Tilly Escape facts for kids
The Tilly Escape happened in October 1856. It was when an enslaved woman named Tilly was guided by Harriet Tubman from slavery in Baltimore to freedom in Philadelphia. Historians who study Tubman say it was "one of her most complicated and clever escape attempts." It was a very risky trip. Tubman and Tilly could not travel directly from Baltimore to Philadelphia. They needed proof that they were free women. Also, local slave traders might have recognized strangers. Tubman tried to avoid being caught by first going south, then heading north. She used different ways to travel, like boats and land vehicles.
Challenges for Escapes

In the 1850s, it became very hard for Harriet Tubman to make trips between Maryland and Canada. She had health problems, which sometimes made her travels slower. Each trip also cost money. White slaveholders became more and more upset. This was because many enslaved people were running away. Also, escape plans needed to be timed perfectly to succeed.
A law called the Fugitive Slave Act of 1850 made things even harder. This law meant that slave traders could travel into the northern, free states. The law even forced people to help find and capture enslaved people who had escaped. Tubman had many plans at once. She was helping five young men escape from the Eastern Shore of Maryland. She was also helping two children get to freedom. She even tried to bring her sister Rachel and Rachel's children north. This became very difficult after Rachel's children were sold away from her.
The Escape Journey
Tilly's fiancé was a formerly enslaved man. He had escaped to Canada in 1848 or 1849 to avoid being sold. He waited for Tilly to join him there. He asked Harriet Tubman to guide Tilly from Baltimore. He also gave Tubman money to help with the costs of the trip.
Tubman made a special arrangement. She got a letter from a steamboat captain in Philadelphia. This letter said she was a free woman from the "city of brotherly love." She traveled on his steamship through the Chesapeake & Delaware Canal to Baltimore. With this letter, she was able to get a pass for Tilly from the steamboat captain. This pass allowed them to travel from Baltimore.

Tubman found Tilly in Baltimore. They traveled to Seaford, Delaware on a steamboat called Steamboat Kent. They went south through Chesapeake Bay for about 40 miles. Then they traveled northeast on the Nanticoke River. They landed in Seaford. One reason for traveling south was to avoid paying a large fee. This fee was $500 in 1856. It was a bond to prove they were free women if they traveled north through Maryland and Delaware.

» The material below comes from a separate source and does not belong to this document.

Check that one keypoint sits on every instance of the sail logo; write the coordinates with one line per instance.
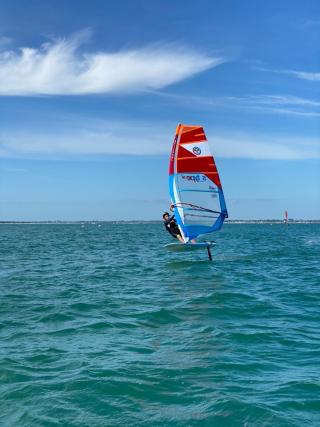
(196, 151)
(194, 178)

They spent the night at the only hotel in Seaford. Today, this is the site of Gateway Park. A slave trader found them there. But Tubman showed him their passes, and he let them go. She later remembered praying, "Oh, Lord! You've been with me in six troubles, don't desert me in the seventh!"
In point of courage, shrewdness, and disinterested exertions to rescue her fellow-men, by making personal visits to Maryland among the slaves, she was without her equal.
From Seaford, they walked eight miles north to Bridgeville. Then they traveled north to Camden by train. In Camden, they met William Brinkley. He was a free Black man, a conductor on the Underground Railroad, and Tubman's friend. He took them on the 50-mile journey to Wilmington.
In Wilmington, they went to the house of Thomas Garrett. He was an abolitionist and a leader of the Underground Railroad. He gave Tubman $25 that had been sent to her by Eliza Wigham. This money was very helpful. Tubman could use it for a rescue mission for her sister Rachel. Both Tilly and Tubman also needed new shoes.
They continued on to Philadelphia. Tilly's fiancé met them there, probably at William Still's office. Still was an Underground Railroad operator and a leading abolitionist. Tilly and her fiancé then traveled on to Canada. Tubman went back to Maryland and rescued a family of four people.
Who Was Tilly?
Mary Thompson Bayly put an advertisement in the Baltimore Sun newspaper. It offered a reward for the capture of a woman named "Laura." Laura had run away on the same day that Tilly escaped. Bayly and her father, Dr. Anthony C. Thompson, were known by Harriet Tubman's family. They were also known by other people enslaved by Thompson. In 1839, a Matilda and a Laura were listed on Thompson's property records. People wonder if Matilda or Laura might have been Tilly.
Remembering the Escape
There is a historical marker about the Tilly escape site. It is located at the corner of North Market and High Streets at Gateway Park in Seaford. In September 2013, the National Park Service made this site a location on the National Underground Railroad Network to Freedom. This is the only known escape where Tubman traveled on the Nanticoke River.